Medicare Part D: Helps cover your prescription drug costs if you have Original Medicare. These plans have a monthly premium, yearly deductible, co-pays, and coinsurance.

Medicare’s Open Enrollment Period: The time in which those that are already enrolled in a Medicare Advantage plan have the opportunity to change plans.

Medigap (or Medicare Supplement): Extra health coverage you can buy from a private insurance company to help fill the “gaps” in Original Medicare. Some Medigap policies even cover medical care when you travel outside of the U.S. Medigap is an additional cost, with a monthly premium, yearly deductible, co-pays, and coinsurance.

Original Medicare: A fee-for-service health plan that includes Medicare Part A and Part B. After you pay a deductible, Medicare pays its share of the Medicare-approved amount, and you pay your share (co-pays, coinsurance, and deductibles).

Original Medicare: A fee-for-service health plan that includes Medicare Part A and Part B. After you pay a deductible, Medicare pays its share of the Medicare-approved amount, and you pay your share (co-pays, coinsurance, and deductibles).

Out-of-pocket costs: Health costs that you must pay on your own because they aren’t covered by a Medicare plan.

Premium: A set amount of money that you pay each month, once a quarter, or once per year to keep your Medicare plan active.

Preventive services: Healthcare to prevent or detect illness at an early stage. For example, flu shots and mammograms.

Primary care provider: The doctor you see first for most health problems and who can refer you to specialists. In many Medicare Advantage Plans, you must see your primary care provider before you see any other healthcare provider.

Rehabilitation services: Healthcare services that help you keep, get back, or improve skills and functioning for daily living that you’ve lost or have been impaired because you were sick, hurt, or disabled. These services may include physical and occupational therapy, speech-language pathology, and psychiatric rehabilitation services.
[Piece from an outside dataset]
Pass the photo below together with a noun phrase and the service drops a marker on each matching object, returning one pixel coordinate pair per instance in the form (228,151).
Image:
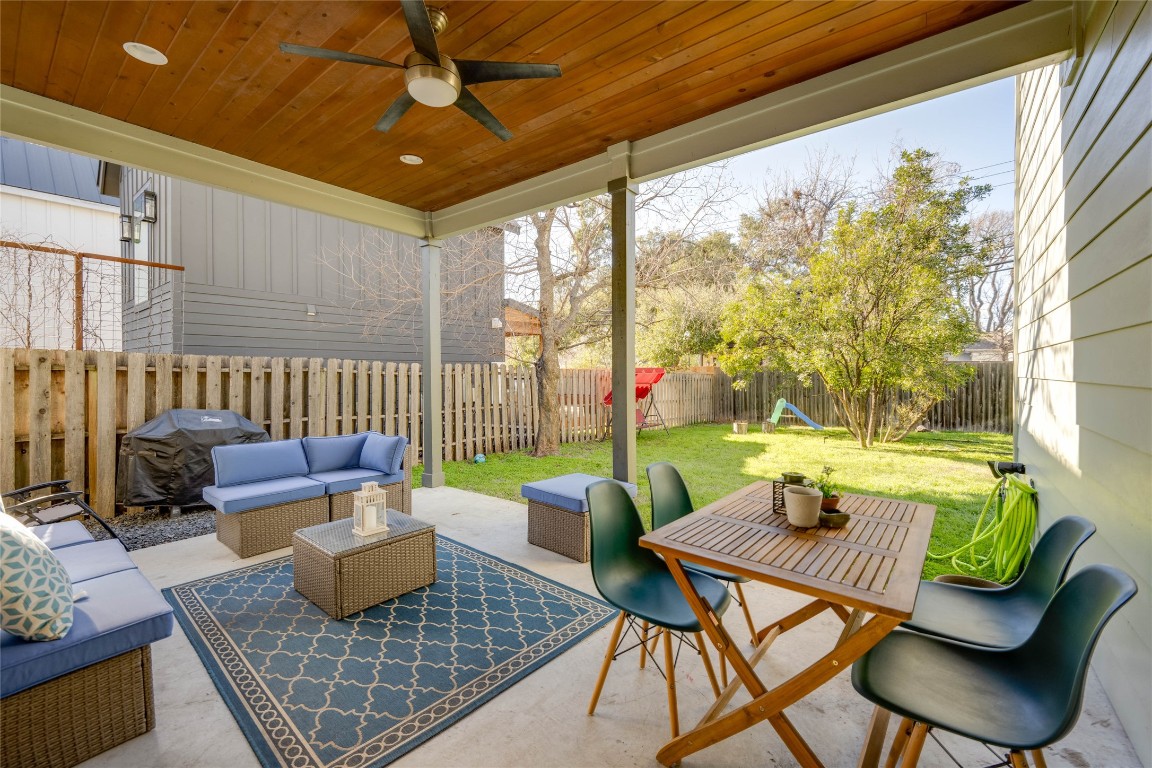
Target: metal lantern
(370,506)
Service area: A geographic area where your plan accepts members and (generally) where you can get routine services.

Skilled nursing care: Care that can only be given by a registered nurse or doctor.

Special Enrollment Period: A 60-day enrollment period for when certain qualifying life events occur, like retirement, losing employer-covered insurance, or if you move out of your plan’s service area.
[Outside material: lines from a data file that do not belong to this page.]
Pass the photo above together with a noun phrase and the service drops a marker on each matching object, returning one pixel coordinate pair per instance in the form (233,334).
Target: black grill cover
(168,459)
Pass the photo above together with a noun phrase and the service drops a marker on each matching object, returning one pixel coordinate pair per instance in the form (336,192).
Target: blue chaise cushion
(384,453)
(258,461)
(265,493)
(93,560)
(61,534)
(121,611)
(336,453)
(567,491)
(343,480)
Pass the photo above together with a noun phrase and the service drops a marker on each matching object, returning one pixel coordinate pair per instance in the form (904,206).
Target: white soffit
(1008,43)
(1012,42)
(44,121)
Supplemental Security Income (SSI): A monthly benefit paid by Social Security to people with limited income and resources who are disabled, blind, or age 65 or older. SSI benefits are not the same as Social Security retirement or disability benefits.

Telemedicine: Medical or other healthcare services given to a patient through a computer, phone, or television by a practitioner in a location different than the patient’s.

Tiers: Groups of drugs that have a different cost for each group. Generally, a drug in a lower tier will cost less than a drug in a higher tier.


Before you know it, you’ll be everyone’s go-to source for all things Medicare. (And we couldn’t be more proud.)